PCOS Meal Planner

Dinner: Vegetable Pad Thai

Healthy and tasty vegetarian meal.

Prep Time: 15 mins

Cook Time: 15 mins

Total Time: 30 mins

This recipe includes superfoods such as:

Nuts

Health benefits of Vegetable Pad Thai

Nuts are a natural source of Inositol, a derivative of Vitamin B (which is often prescribed in the form of supplements for women with PCOS). Inositol can effectively control the symptoms of PCOS by reducing insulin resistance and improving insulin sensitivity.

Ingredients

1 tbsp Thai sweet chili sauce
2 tbsp lite soy sauce
2 tbsp fish sauce
2 tsp minced garlic
1 red bell pepper
2 1/4 cups shredded carrots
2/3 cup bean sprouts
1 oz dry roasted peanuts
6 cups mustard greens
2 cups fresh cilantro leaves
3 jumbo eggs
2 tbsps canola oil
2 limes
2 tsps grated ginger
6 small scallions
8 oz flat rice stick noodles

Instructions

1. Bring 6 cups of water to a boil in a large saucepan; add noodles, stir to separate, then cover and remove from heat. Let stand 4 minutes, stirring once or twice, until softened. Drain; rinse with cold water. In a small cup, combine chili sauce, soy sauce, fish sauce, and lime juice .

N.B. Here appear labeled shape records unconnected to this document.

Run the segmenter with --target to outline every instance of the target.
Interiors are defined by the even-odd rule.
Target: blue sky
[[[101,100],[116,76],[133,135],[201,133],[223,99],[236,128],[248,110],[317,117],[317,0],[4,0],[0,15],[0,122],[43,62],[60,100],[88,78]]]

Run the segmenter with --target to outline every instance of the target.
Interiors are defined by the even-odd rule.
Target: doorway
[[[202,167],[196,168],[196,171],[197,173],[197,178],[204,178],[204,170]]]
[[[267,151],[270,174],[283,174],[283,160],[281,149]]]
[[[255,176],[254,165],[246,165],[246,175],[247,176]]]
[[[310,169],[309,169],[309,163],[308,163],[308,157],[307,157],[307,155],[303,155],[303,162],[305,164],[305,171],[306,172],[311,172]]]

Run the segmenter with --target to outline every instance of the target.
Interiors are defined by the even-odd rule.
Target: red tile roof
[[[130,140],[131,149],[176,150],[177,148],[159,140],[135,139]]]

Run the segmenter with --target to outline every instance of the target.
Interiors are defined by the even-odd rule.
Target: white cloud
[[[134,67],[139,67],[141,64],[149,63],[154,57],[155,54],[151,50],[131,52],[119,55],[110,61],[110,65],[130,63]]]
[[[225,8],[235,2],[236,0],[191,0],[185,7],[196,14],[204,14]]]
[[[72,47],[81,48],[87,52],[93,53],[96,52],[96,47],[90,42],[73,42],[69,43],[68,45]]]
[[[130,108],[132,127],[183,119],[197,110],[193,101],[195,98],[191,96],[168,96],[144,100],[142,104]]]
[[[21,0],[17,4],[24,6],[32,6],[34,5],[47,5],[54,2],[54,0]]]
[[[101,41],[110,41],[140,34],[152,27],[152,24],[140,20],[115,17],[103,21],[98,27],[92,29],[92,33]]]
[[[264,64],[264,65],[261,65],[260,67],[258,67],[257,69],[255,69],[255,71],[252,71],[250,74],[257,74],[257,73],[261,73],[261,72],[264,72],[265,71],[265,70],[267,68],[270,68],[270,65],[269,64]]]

2. Heat 1 1/2 tablespoons of the oil in a large non-stick skillet or wok over medium-high heat. Add garlic and ginger; sauté 30 seconds or until fragrant. Add greens and cover with lid for 2 minutes or until wilted. Add bell pepper, carrots, and scallions; stir-fry 4 minutes or until vegetables are crisp-tender. Remove vegetables to a bowl.

3. Return skillet to heat. Add remaining oil. When hot, add eggs and scramble just until set. Add to bowl with vegetables.

4. Return skillet to heat and add chili-sauce mixture and bring to a boil. Add noodles; gently toss, using a pasta fork, for 1 minute, to coat. Return vegetables and eggs to skillet. Cook, tossing with pasta fork, for 3 minutes or until hot and noodles are tender. Stir in bean sprouts, if desired.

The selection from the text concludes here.